I'm between a size 3/4 and 5/6 people don't say I'm fat they say the opposite actually. They ask if I eat anything. I wonder where you live where people call size 5 fat.
You make it sound like picking on the "actually obese kids" for being fat is okay.
I don't understand WHO calls these people fat. Maybe it just where I live, but most girls at my school are either a healthy size or a little overweight. The only people I would label as "fat" is the obese kids. So nobody calls the slightly overweight girls fat because everyone's like that. I never see anyone being picked on for their weight except the actually obese kids.
No, I just observe those kids getting picked on. I never said it was ok. Sorry if I made it sound that way!
No it's fine, I just didn't know how you meant it.
When someone asked me how my dream girl would look, I was afraid to say thin; I was scared of being told that was offensive.
I'm not trying to offend anyone. I'm also not trying to say that only thin girls can be attractive - I actually have been attracted to at least one girl who's overweight. It's just that a higher proportion of the girls I have been attracted to are thin, than that of the general population.
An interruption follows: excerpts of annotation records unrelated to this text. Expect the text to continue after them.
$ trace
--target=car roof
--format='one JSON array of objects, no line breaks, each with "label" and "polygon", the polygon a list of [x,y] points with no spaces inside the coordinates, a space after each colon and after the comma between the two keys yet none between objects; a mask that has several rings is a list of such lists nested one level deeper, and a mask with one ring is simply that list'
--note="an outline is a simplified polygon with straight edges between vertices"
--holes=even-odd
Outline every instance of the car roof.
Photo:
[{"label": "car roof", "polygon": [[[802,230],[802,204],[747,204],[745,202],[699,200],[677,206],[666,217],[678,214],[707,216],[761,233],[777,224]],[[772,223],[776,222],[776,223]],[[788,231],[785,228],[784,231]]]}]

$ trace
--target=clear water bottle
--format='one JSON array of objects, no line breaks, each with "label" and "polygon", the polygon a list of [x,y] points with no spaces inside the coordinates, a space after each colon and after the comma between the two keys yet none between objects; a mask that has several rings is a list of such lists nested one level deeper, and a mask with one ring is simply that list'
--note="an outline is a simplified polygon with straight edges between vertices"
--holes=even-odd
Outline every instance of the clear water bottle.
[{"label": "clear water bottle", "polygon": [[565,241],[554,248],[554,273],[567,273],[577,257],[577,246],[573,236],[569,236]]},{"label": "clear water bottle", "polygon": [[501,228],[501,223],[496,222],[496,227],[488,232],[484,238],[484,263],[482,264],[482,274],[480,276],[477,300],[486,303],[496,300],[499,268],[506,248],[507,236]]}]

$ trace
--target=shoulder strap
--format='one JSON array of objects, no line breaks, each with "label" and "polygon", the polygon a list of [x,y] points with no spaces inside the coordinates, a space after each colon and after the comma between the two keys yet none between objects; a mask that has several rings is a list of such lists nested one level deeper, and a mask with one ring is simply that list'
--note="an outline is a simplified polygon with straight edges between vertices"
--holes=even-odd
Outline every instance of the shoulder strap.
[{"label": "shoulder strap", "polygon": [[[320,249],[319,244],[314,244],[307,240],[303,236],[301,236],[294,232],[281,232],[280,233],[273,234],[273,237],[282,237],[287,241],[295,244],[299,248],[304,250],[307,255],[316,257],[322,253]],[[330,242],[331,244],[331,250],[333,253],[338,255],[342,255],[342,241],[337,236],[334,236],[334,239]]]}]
I wouldn't ever be mean to someone of discriminate against them based on weight, but I would like to be able to tell the truth about this without being accused of doing so.
What about something like Cushing Syndrome to counter your "Face it, there's nothing that is binding that person to their weight. If they work hard enough they can get in shape."?
Well the majority of people aren't fat because of that, and blaming it straight up on something like "low metabolism lol, which you obviously can't change," is the normal response and also completely wrong.